June In the Garden

June is upon us at last. June has always been my favourite month of the year—not only because it’s my birthday month. Growing up, June always marked the end of the school year and the start of summer holidays. June marks the official beginning of summer and the longest day of the year. And for many of us here on this page, June means gardening season! 

This is the time to see our seedlings take hold and begin to grow on their own, for our annual flowers to begin blooming, and for some of—in my opinion—the best weather of the year. 

That doesn’t mean it’s time to sit back and enjoy the fruits of our labour. Not just yet, anyway, though it’s certainly nice to enjoy the days as they pass. 

Many of us probably have the bulk of this season’s plants already in the ground or in containers, but there are still plenty of beautiful plants and amazing weekly sales on at Floral Acres to fill up that out of the way corner or underwhelming garden bed. 

If you haven’t already, transplant your warm-season veggies like tomatoes, peppers, squash, and cucumbers. For crops like lettuce, spinach, beets, and carrots, planting in batches works well to stagger your eventual harvest. Pick any grown radishes, trim your early lettuce, and watch for early ripening strawberries as a sweet treat so these plants can keep producing. By mid-June, leave your perennial food sources like rhubarb and asparagus to begin growing foliage and storing reserves for next year. 

Regarding garden maintenance, now is a good time to layer mulch around those new, hopeful plants. Straw, compost, or other natural mulches will moderate soil moisture and temperature, providing a consistent environment and preventing weeds from taking over. 

As the summer heat begins to descend, switch from shallow daily watering to deeper, less frequent doses which will develop stronger roots as a whole. Any plants that are starting to grow tall may benefit from a stake, cage, or trellis. Thin out overcrowded rows of root vegetables, and deadhead those faded blooms. And always keep an eye out for pests who may be moving in. June is all about giving our plants their best shot!

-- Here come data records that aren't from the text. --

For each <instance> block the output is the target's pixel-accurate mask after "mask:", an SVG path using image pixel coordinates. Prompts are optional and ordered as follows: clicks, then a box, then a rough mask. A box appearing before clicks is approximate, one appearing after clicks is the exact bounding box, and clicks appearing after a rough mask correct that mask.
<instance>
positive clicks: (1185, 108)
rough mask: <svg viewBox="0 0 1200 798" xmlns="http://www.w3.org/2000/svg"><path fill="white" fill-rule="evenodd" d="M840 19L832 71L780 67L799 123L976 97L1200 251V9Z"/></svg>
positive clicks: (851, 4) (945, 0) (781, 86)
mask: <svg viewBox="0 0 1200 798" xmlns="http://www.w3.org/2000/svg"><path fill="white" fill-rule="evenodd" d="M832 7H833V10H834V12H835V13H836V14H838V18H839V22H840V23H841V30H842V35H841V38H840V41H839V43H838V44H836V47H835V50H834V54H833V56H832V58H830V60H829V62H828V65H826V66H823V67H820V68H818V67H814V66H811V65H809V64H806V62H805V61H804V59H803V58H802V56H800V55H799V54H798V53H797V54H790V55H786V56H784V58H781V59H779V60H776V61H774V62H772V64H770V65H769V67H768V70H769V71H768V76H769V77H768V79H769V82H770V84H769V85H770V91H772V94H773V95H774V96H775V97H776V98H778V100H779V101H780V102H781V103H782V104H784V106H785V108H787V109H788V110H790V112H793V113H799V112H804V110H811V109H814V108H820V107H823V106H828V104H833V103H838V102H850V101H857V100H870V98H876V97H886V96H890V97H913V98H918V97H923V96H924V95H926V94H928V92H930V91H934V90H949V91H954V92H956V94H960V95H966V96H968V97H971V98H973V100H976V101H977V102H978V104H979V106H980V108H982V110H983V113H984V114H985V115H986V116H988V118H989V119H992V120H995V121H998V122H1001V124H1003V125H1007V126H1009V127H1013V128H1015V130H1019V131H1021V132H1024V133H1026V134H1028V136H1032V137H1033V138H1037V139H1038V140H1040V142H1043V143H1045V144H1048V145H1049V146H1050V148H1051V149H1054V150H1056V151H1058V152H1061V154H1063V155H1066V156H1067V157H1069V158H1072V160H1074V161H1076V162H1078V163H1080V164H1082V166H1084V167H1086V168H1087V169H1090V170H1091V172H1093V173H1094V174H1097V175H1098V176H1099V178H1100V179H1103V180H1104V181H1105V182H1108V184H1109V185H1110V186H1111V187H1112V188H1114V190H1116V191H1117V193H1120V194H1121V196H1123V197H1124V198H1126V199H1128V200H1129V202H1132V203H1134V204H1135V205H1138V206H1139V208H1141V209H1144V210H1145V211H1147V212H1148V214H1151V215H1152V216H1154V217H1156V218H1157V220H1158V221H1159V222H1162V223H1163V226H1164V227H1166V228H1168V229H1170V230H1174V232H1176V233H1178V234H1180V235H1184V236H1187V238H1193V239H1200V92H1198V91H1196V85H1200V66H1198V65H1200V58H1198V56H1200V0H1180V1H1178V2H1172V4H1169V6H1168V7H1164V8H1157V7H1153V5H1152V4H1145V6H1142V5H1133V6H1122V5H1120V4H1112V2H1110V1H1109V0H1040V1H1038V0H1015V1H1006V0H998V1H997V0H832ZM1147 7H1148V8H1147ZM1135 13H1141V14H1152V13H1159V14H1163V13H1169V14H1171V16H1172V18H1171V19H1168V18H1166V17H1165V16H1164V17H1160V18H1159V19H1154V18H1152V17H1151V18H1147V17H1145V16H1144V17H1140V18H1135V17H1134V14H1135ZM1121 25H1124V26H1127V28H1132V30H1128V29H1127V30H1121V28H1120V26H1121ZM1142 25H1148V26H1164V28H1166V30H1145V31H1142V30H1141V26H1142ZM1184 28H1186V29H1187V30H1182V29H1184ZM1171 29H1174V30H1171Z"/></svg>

This month, we’re going to dig into the topic of deadheading. 

Working in the annual benches, we often hear the request: flowers that won’t require deadheading. An attempt to minimize the extra maintenance that goes into an already labour-intensive endeavour. But the fact remains that many flowers require deadheading, and do their best when we take the time to assist them. 

Deadheading actually has several purposes. To allow the plant—and in some ways, trick it—to produce more blooms. This keeps the garden looking tidy, and also prevents the plant from attempting to go to seed. A pollinated flower wants to reproduce, and seed production requires massive amounts of energy. By removing that option, the plant will continue to produce new buds. This also keeps your garden tidy and according to plan by disallowing prolific perennials from seeding all over your beds. 

Here are a few pointers that may help make the process a little easier.

There are three methods of deadheading depending on the type of plant. 

For tender plants with thin stems—marigolds, petunias—simply pinch the spent blooms from the stem just below the base of the flower. Foliage-rich plants with medium stems like zinnias or dahlias, use a clean pair of snips to trim the stem back to the next set of healthy leaves. For thick or woody stems like roses, prune the stem at a 45-degree angle just above the next bud or node. 

Tall flowers like lupines or delphiniums benefit from cutting the stalk back down to the level of the foliage once more of the blooms are spent. For bulbs like daffodils and lilies, only snip the faded flower or seed pod. The plant will save the energy remaining in the stalk towards the following year. Some plants, like hydrangeas, coneflowers, and ornamental grasses provide winter interest, as well as early spring food for birds and pollinators, if you opt to leave them over winter and deadhead in the spring. 

Now that we know what to do, here are a few things to avoid.

     Don’t cut the stem back too far down. This could remove developing buds, preventing those buds from blooming.

     Be cautious not to use blunt, dirty shears. This can not only damage tender stalks, but can also allow for the spread of fungal or bacterial disease from one plant to another. Clean or sterilize your tools for best results.

     Some plants don’t require deadheading at all, like certain lobelias and fuschias. No point in spending your valuable time on plants that don’t need assistance.

     Waiting too long to deadhead can encourage the plant to enter seeding mode, at which point it will stop attempting to produce new flowers.

     If you deadhead too late in the season, when the plant is running low on energy, it won’t produce new blooms. As above, leaving the seed pods near the end of season can provide for pollinators in the late winter and early spring when other sources of food are scarce.

     Pulling or ripping off flowers by hand can tear the stem, shocking the plant’s system, and allowing the stem to die or attract disease.

     Lastly, pruning or deadheading under poor conditions—during periods of extreme heat, drought, or shortly after planting—can stunt the plant’s growth. Producing new buds requires a lot of energy, and during those times a plant is often in energy conservation mode.  

Hopefully some of this has been helpful in keeping your garden looking and producing at its best for the rest of the growing season. One of my favourite parts of gardening is learning along the way—and I definitely learn a lot from researching these blogs. With no small amount of work, and definitely a bit of luck, our gardens will thrive through the summer!